好きな曲は好き~退屈しのぎ/きのこ帝国~
はじめに
今日はきのこ帝国の『退屈しのぎ』についてお話しします。
これまでもきのこ帝国の楽曲についてお話ししてきました。
この曲は『夜が明けたら』というアルバムに収録されています。
おそらくもう廃盤になっているアルバムで、私はこれを中高生の頃に聴いていました。
この曲は8分という最近ではあまり見られない長さの曲です。
生きるより死なないように
この曲はつかみどころのない、ギターのメロディから始まり、酸素ボンベのような、息を鋭く吐くような音が鳴って、ギターの甲高いメロディが始まります。
私はこの歌い方を聴いたとき、貞子のように感じました。
女性が感情に支配されて、ぼとりぼとりと歩くようなそんな風景が思い浮かびました。
ただ、貞子の様に感じるのに、音が高くなるところで声に伸びがあって、不思議と気持ち悪くなく、むしろ心強いように感じました。
また、『呼吸の音を聞く』の最後に高くなっていくのも大好きです。
中学生の頃はこの歌詞の風景を漠然としか理解できませんでした。
しかし、大学生になって、心が弱ったときを経験した今だからこそ、実感できることがありました。
『綻び』ときくと、布などがぼろぼろになるイメージがあります。
心が病んでしまったとき、「生きること」よりも「死なないようにすること」の方が重要でした。
どうにか“今日”をやり過ごして、つらい瞬間瞬間を潰して、苦しいことに麻痺してその感覚が無くなるまで息をしてみて、それでもやっぱり死にたくて、「早く時間が過ぎてほしい」と、ひたすらにそう願っていました。
ここの歌詞はそんな私の泥のような生活を表現していると思いました。
幸福は一瞬で不幸は永遠のように感じる
ここの歌詞を聴いたとき、「本当にそうだろうか」と思いました。
未だに『いずれ薄れて忘れてゆくだろう』という言葉を信じることができていません。
本当はそう信じたくて、そう言い聞かせてはいますが、未だに消えてはいません。
私の心にずっと刺さって抜けないようなことを言った人たちを、本当にいずれか忘れることができるのでしょうか。

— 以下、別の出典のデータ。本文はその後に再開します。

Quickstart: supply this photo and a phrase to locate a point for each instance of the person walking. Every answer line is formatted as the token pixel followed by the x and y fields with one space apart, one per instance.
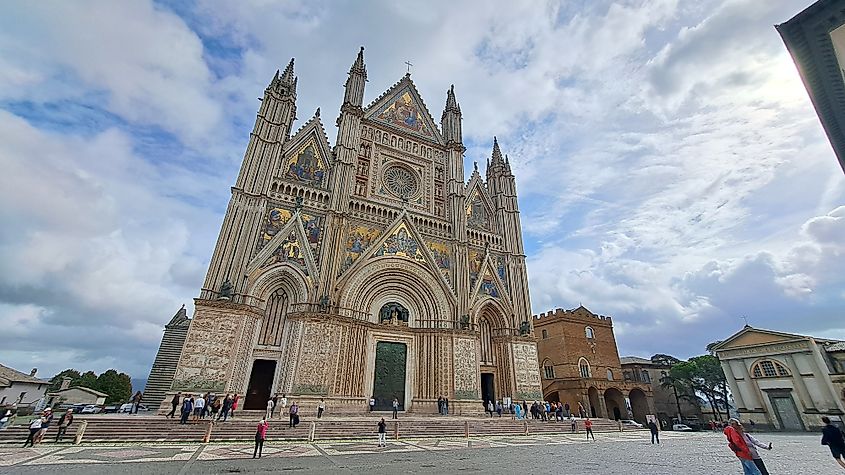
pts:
pixel 174 403
pixel 834 440
pixel 46 419
pixel 269 413
pixel 34 429
pixel 260 437
pixel 753 443
pixel 655 436
pixel 225 407
pixel 588 426
pixel 187 409
pixel 136 401
pixel 199 407
pixel 382 433
pixel 294 415
pixel 64 422
pixel 320 408
pixel 739 447
pixel 234 405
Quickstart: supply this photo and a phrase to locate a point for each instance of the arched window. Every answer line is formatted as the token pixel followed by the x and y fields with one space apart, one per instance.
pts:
pixel 584 368
pixel 768 369
pixel 486 341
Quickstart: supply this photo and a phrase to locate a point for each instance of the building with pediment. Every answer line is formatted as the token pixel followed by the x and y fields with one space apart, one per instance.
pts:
pixel 782 380
pixel 369 267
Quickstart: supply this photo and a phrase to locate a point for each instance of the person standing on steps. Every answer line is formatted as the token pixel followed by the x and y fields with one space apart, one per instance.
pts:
pixel 64 422
pixel 269 413
pixel 655 436
pixel 260 436
pixel 739 447
pixel 294 415
pixel 588 426
pixel 382 433
pixel 753 443
pixel 834 440
pixel 174 403
pixel 234 405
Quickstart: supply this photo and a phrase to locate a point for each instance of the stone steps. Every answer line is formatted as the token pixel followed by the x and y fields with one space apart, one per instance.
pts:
pixel 158 429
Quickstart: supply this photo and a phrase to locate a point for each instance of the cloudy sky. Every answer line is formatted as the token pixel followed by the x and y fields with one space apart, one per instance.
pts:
pixel 671 169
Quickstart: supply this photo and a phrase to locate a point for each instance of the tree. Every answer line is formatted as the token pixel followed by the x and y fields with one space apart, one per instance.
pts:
pixel 118 386
pixel 56 381
pixel 664 360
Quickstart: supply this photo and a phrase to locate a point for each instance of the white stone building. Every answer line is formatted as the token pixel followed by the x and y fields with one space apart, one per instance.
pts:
pixel 784 381
pixel 20 388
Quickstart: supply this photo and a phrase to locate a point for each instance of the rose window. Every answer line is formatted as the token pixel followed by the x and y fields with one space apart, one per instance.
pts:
pixel 401 182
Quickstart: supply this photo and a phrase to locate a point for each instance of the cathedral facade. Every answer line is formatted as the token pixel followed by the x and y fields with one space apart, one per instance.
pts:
pixel 370 268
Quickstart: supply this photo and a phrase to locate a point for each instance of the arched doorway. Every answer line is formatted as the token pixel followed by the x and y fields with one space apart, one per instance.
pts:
pixel 614 401
pixel 594 409
pixel 639 405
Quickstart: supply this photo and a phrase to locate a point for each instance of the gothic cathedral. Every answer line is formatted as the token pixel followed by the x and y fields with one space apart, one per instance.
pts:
pixel 366 269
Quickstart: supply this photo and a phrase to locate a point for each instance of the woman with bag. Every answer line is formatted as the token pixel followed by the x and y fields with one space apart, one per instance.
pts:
pixel 260 436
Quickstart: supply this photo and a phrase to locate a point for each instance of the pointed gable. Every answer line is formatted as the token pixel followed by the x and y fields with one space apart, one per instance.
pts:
pixel 306 156
pixel 402 108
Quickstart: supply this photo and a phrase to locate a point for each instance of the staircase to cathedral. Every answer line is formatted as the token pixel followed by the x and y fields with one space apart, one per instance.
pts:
pixel 121 429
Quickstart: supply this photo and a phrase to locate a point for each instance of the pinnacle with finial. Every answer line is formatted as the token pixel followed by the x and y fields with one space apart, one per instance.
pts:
pixel 287 76
pixel 358 67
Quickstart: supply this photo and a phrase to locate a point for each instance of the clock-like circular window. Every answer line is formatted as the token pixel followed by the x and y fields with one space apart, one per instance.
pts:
pixel 401 181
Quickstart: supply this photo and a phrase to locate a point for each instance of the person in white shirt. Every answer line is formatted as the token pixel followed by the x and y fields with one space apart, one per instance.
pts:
pixel 199 404
pixel 269 413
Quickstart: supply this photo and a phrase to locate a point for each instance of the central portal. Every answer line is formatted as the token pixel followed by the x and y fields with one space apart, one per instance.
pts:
pixel 260 384
pixel 389 375
pixel 488 391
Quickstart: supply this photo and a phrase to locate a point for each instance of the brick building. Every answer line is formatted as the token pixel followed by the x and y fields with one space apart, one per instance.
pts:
pixel 579 364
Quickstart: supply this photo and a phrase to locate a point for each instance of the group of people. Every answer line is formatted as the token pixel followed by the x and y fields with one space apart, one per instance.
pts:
pixel 39 426
pixel 202 406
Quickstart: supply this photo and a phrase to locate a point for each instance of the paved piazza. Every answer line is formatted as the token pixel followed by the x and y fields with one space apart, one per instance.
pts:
pixel 612 453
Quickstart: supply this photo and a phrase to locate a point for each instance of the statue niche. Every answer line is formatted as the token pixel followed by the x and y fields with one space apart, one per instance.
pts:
pixel 393 313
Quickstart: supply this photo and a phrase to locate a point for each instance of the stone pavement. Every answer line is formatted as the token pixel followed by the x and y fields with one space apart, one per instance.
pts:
pixel 612 453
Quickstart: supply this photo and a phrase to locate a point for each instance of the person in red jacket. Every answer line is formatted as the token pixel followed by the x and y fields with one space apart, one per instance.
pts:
pixel 740 448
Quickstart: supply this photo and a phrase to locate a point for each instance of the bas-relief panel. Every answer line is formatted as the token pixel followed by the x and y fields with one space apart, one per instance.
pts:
pixel 466 386
pixel 316 359
pixel 207 353
pixel 476 258
pixel 307 165
pixel 477 212
pixel 442 257
pixel 358 240
pixel 526 370
pixel 401 243
pixel 404 112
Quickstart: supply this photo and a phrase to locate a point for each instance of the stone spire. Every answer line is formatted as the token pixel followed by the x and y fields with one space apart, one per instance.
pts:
pixel 354 94
pixel 450 121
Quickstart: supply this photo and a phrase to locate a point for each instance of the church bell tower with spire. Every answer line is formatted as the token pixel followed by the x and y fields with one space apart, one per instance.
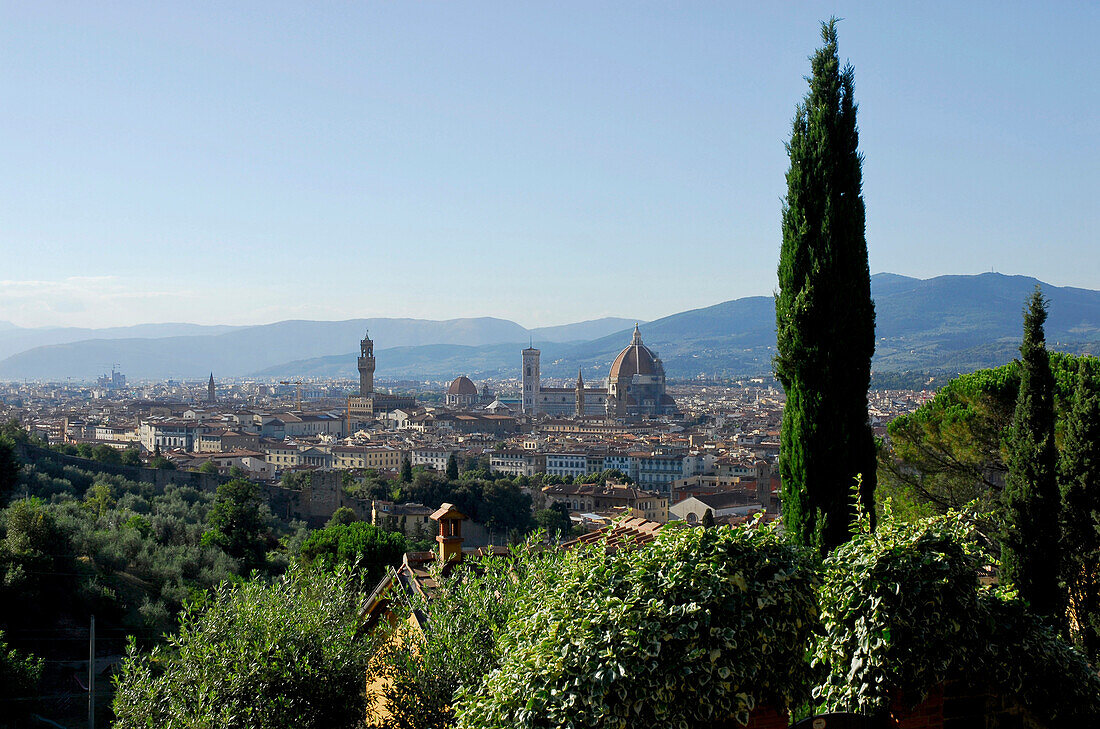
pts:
pixel 366 366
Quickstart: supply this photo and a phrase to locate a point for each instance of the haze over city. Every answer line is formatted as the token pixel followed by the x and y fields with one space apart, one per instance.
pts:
pixel 255 162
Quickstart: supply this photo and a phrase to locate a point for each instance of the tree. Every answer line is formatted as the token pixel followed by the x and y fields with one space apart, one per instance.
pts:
pixel 10 467
pixel 238 525
pixel 554 520
pixel 105 453
pixel 824 313
pixel 99 499
pixel 1079 482
pixel 342 516
pixel 425 670
pixel 1031 500
pixel 131 457
pixel 358 543
pixel 19 680
pixel 260 655
pixel 691 630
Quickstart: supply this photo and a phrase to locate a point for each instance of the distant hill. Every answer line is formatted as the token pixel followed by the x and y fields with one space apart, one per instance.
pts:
pixel 244 350
pixel 948 323
pixel 582 331
pixel 15 339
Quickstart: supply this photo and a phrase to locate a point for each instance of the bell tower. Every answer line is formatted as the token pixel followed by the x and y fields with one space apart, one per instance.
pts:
pixel 366 366
pixel 530 378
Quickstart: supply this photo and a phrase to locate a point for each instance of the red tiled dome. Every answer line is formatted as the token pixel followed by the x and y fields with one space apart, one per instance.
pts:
pixel 462 386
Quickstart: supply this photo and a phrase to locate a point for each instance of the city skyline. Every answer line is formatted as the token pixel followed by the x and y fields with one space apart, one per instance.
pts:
pixel 259 163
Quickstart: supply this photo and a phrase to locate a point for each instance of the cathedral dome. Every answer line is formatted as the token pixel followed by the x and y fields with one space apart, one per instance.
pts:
pixel 462 386
pixel 635 360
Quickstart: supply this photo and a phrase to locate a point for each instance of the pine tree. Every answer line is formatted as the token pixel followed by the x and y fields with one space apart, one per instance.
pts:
pixel 1079 476
pixel 824 313
pixel 1031 540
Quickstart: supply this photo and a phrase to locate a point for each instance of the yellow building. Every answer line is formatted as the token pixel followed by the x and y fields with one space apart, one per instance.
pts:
pixel 378 457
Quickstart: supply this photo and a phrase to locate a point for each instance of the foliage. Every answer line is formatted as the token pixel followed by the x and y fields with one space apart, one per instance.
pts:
pixel 19 680
pixel 1030 544
pixel 131 456
pixel 343 515
pixel 1079 482
pixel 824 313
pixel 700 626
pixel 425 669
pixel 359 543
pixel 499 504
pixel 554 520
pixel 947 452
pixel 259 655
pixel 903 610
pixel 238 525
pixel 103 544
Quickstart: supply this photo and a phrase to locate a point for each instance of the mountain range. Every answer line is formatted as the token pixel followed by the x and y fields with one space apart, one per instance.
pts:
pixel 948 323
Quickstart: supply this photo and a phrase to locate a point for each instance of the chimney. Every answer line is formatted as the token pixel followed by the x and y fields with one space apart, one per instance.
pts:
pixel 450 532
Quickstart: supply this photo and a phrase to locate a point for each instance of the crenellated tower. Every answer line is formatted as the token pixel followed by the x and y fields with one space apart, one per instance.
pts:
pixel 366 366
pixel 530 378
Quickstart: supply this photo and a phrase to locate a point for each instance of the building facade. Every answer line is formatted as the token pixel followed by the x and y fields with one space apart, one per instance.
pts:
pixel 636 387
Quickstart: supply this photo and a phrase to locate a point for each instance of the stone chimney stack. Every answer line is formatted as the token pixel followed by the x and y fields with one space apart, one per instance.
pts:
pixel 450 532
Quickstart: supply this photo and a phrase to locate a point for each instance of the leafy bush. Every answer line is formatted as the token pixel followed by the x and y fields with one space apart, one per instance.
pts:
pixel 453 644
pixel 697 627
pixel 259 655
pixel 19 678
pixel 903 610
pixel 358 543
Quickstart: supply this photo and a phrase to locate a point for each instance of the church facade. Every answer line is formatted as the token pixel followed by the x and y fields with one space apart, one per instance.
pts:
pixel 635 387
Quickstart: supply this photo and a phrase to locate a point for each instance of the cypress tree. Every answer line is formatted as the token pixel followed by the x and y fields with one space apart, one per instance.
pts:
pixel 1031 540
pixel 1079 476
pixel 824 313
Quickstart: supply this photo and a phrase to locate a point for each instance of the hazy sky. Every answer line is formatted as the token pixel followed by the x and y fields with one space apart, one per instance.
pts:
pixel 239 163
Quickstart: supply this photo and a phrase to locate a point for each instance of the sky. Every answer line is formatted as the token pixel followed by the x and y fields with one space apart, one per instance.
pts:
pixel 251 162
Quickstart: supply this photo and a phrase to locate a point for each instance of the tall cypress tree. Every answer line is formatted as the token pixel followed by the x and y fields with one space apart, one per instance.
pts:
pixel 1079 479
pixel 824 313
pixel 1031 540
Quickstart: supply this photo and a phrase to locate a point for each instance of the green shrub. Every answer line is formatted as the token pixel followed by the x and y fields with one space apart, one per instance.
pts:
pixel 359 543
pixel 257 655
pixel 903 610
pixel 700 626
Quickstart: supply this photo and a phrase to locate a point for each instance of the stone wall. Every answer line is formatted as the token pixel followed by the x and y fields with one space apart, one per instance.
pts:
pixel 160 477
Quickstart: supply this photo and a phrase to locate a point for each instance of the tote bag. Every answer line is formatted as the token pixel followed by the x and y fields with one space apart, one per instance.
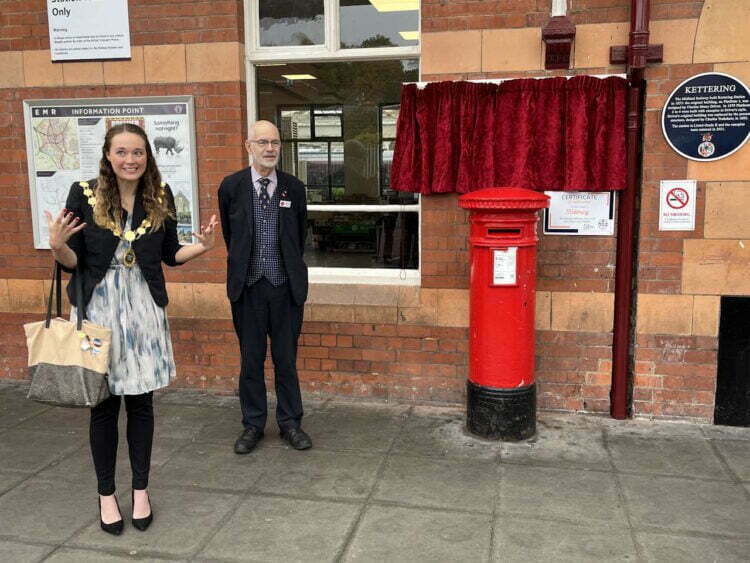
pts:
pixel 67 361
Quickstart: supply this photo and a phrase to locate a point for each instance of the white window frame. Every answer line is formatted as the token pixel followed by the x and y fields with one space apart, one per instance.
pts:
pixel 330 51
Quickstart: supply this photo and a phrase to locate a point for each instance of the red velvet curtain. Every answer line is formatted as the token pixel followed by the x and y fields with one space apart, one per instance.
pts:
pixel 541 134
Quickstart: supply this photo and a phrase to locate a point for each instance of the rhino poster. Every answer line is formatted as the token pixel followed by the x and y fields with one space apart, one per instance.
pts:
pixel 64 144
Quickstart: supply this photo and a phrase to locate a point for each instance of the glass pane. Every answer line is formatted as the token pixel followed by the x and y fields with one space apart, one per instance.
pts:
pixel 295 124
pixel 291 22
pixel 327 121
pixel 362 240
pixel 347 100
pixel 312 162
pixel 389 117
pixel 379 23
pixel 337 164
pixel 287 160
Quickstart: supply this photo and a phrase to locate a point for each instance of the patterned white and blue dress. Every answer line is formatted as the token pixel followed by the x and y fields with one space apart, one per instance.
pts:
pixel 141 357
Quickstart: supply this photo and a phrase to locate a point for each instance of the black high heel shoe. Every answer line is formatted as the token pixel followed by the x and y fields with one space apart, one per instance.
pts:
pixel 115 528
pixel 142 524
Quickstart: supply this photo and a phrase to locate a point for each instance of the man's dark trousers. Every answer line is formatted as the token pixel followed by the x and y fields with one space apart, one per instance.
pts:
pixel 261 311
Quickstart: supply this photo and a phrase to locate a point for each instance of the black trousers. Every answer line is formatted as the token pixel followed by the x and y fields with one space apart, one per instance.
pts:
pixel 264 311
pixel 140 434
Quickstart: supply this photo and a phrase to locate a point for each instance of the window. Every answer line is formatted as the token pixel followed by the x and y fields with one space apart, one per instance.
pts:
pixel 329 74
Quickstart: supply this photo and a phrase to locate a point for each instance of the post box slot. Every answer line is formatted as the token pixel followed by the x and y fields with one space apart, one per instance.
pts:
pixel 498 231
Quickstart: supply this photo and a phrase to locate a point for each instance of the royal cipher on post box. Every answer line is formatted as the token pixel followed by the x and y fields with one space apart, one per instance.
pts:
pixel 501 393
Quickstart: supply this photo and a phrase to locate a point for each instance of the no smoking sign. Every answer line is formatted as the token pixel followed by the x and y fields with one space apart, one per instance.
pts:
pixel 677 205
pixel 677 198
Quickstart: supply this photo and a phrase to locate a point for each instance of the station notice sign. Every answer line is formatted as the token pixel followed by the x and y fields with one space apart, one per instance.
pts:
pixel 707 117
pixel 580 213
pixel 677 205
pixel 504 266
pixel 82 30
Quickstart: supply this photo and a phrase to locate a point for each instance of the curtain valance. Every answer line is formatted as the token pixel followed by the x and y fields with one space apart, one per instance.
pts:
pixel 541 134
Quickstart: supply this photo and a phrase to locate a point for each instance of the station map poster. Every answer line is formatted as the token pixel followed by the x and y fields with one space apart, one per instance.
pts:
pixel 64 145
pixel 81 30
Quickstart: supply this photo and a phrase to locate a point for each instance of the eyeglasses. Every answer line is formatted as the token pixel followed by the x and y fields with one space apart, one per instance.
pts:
pixel 263 143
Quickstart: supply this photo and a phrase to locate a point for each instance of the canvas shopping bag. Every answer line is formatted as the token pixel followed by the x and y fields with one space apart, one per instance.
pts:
pixel 67 361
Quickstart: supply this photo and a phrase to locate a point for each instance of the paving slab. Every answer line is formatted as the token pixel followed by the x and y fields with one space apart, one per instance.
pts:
pixel 204 465
pixel 78 466
pixel 15 407
pixel 444 483
pixel 523 540
pixel 443 436
pixel 23 553
pixel 226 429
pixel 687 505
pixel 578 496
pixel 183 522
pixel 397 534
pixel 686 457
pixel 184 421
pixel 284 530
pixel 717 432
pixel 74 421
pixel 665 548
pixel 554 446
pixel 67 555
pixel 39 509
pixel 365 430
pixel 29 451
pixel 10 480
pixel 645 427
pixel 320 473
pixel 737 455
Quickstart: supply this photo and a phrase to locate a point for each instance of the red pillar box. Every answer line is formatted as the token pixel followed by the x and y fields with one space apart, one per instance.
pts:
pixel 501 393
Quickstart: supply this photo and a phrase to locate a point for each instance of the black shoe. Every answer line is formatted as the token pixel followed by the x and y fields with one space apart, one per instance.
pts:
pixel 297 438
pixel 248 440
pixel 115 528
pixel 142 524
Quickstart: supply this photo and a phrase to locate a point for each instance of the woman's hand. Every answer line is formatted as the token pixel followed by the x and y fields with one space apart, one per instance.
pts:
pixel 207 237
pixel 64 226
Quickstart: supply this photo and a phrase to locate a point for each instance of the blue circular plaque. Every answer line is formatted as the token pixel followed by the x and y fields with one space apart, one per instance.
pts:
pixel 707 117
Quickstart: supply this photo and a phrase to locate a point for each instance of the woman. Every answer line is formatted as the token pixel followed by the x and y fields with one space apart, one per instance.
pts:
pixel 114 233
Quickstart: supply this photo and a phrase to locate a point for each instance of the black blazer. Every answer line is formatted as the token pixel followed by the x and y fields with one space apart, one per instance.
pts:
pixel 95 246
pixel 237 225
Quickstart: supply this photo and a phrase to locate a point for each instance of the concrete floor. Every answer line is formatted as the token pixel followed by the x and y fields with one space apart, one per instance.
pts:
pixel 382 483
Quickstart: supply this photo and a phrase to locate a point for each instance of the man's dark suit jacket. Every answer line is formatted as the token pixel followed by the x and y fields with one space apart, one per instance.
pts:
pixel 95 246
pixel 237 225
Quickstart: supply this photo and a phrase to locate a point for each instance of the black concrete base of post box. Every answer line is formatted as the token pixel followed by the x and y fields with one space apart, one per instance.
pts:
pixel 501 414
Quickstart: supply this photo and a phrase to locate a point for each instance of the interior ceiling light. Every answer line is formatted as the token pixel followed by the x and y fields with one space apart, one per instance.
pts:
pixel 395 5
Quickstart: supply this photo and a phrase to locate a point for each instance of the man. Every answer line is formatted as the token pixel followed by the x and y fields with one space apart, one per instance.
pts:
pixel 264 221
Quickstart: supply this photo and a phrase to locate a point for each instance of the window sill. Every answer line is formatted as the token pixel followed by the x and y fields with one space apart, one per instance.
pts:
pixel 364 276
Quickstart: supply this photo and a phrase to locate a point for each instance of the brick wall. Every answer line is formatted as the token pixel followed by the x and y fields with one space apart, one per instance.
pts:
pixel 23 23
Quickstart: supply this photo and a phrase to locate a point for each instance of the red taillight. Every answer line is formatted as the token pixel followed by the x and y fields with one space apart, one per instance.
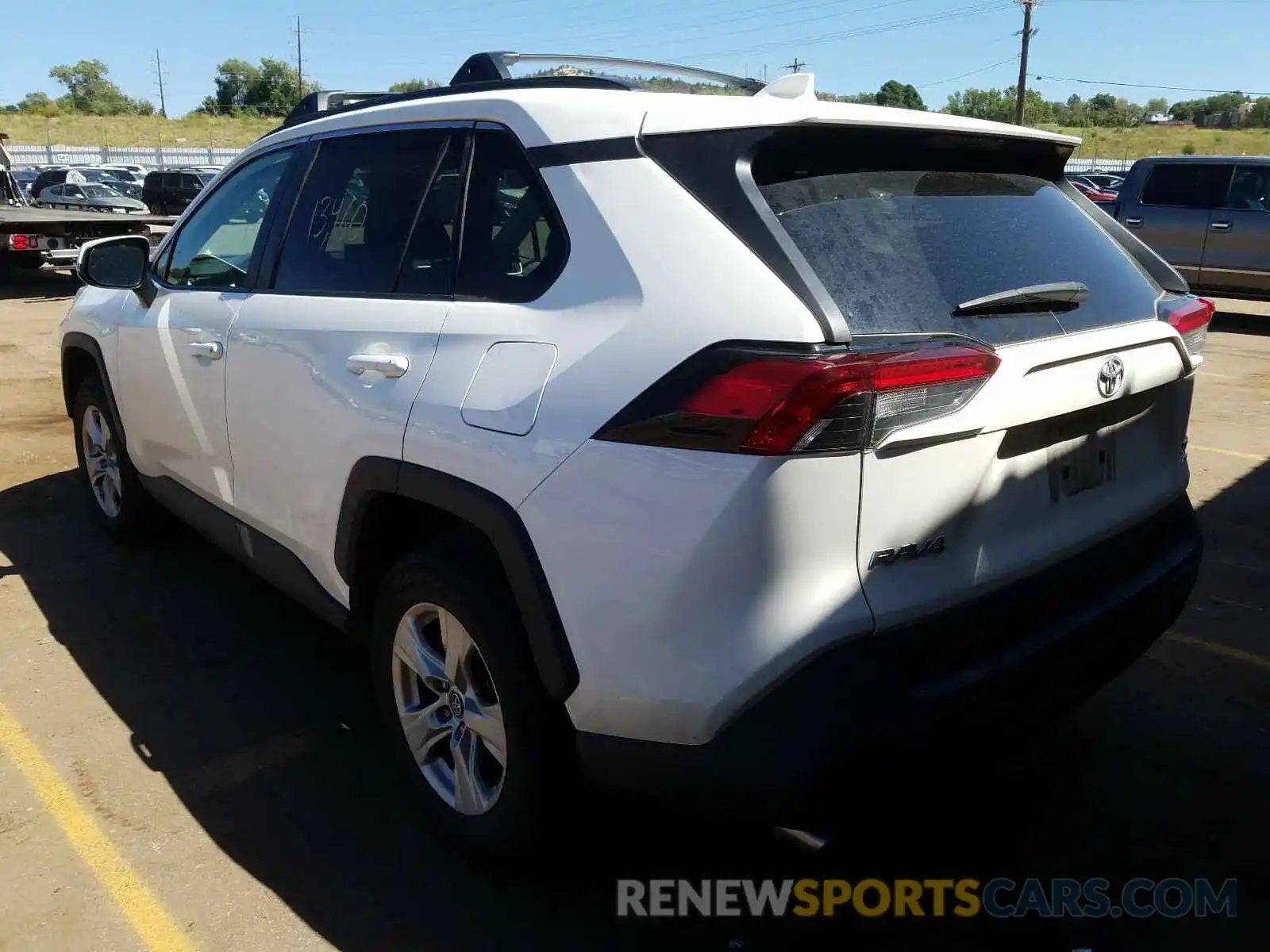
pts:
pixel 759 401
pixel 1191 317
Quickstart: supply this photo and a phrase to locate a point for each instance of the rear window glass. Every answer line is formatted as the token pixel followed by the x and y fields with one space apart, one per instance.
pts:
pixel 899 251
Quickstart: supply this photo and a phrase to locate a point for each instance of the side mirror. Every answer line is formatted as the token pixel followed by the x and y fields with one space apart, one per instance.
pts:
pixel 117 263
pixel 120 263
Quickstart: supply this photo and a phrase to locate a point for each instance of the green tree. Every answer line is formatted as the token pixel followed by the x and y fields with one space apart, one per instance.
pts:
pixel 982 105
pixel 38 105
pixel 270 88
pixel 1260 114
pixel 413 86
pixel 899 94
pixel 88 90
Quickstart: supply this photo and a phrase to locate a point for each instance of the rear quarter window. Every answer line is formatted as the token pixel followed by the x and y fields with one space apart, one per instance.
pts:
pixel 899 251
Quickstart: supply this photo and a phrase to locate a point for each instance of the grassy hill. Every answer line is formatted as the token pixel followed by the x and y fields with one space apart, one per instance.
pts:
pixel 229 133
pixel 1168 140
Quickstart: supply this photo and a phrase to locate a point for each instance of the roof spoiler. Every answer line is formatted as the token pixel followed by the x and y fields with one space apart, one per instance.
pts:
pixel 492 70
pixel 324 101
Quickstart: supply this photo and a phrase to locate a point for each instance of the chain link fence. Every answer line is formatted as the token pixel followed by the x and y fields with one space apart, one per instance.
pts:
pixel 154 158
pixel 165 158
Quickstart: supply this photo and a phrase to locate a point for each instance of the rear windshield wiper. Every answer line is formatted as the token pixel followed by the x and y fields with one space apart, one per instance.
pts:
pixel 1060 296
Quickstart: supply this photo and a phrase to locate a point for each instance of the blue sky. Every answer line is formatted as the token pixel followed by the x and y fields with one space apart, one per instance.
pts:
pixel 850 44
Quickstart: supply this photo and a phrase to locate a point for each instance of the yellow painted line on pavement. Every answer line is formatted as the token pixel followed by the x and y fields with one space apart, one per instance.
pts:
pixel 1236 454
pixel 140 907
pixel 1235 654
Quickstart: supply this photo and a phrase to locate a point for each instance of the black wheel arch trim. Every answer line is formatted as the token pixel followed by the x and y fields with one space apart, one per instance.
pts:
pixel 376 476
pixel 78 340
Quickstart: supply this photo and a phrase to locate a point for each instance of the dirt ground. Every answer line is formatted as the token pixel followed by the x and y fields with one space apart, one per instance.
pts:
pixel 215 736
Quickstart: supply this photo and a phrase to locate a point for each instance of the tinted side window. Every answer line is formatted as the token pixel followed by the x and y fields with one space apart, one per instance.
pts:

十年前に言われたつらい言葉もいまだに鮮明に覚えているのに。
『憎しみより深い幸福はあるのかい』ここの歌詞が印象的でした。
幸福は一瞬で、不幸は一生続くように感じます。
これはまだ私が、未熟だからですか?
惰性で生きてる
ここがサビの様に思えます。
ここは一言で言うと、「惰性で生きてる」ということを表現したいように思えました。
勿論、こんな一言で表すことができない要素をたくさん含んでいるように思えますが。
『平行線』という言葉を聞いて、『パラレルワールド』を思い出しました。
自分が選ばなかったもう一つの世界線です。
言葉自体は中学生の頃から知っていても、その感覚を理解できたのは高校生になってからでした。
私にとって辞書で調べても納得できない言葉の一つで、“自分で選択する”という行為を以て、やっと理解できた言葉です。
「人生は選択の連続」という言葉がある通り、複数の選択肢かあって、それらが交わりあって今があります。
そう考えると、『平行戦の延長戦』という意味も理解できるような気がします。
ここは『お前』の話を聞きながら、ギターを弾いている様子が思い浮かびました。
『さえない』と歌詞にありますが、「アルペジオさえ、無い」のか、「冴えないノンフィクション」なのか、その両方の意味を含めているのか、答えがないな、と思います。
このような、人のつまらない話を聞きながら、ぼんやりとギターを弾くのも惰性の生活なのかもしれません。
さいごに
この曲は抽象的なところと、具体的なところがはっきりとしているので、考えることが楽しかったです。
眠れない夜に、イヤホンで大音量で聴いて、この曲に溺れるのが大好きです。
ここまで読んでくださってありがとうございました。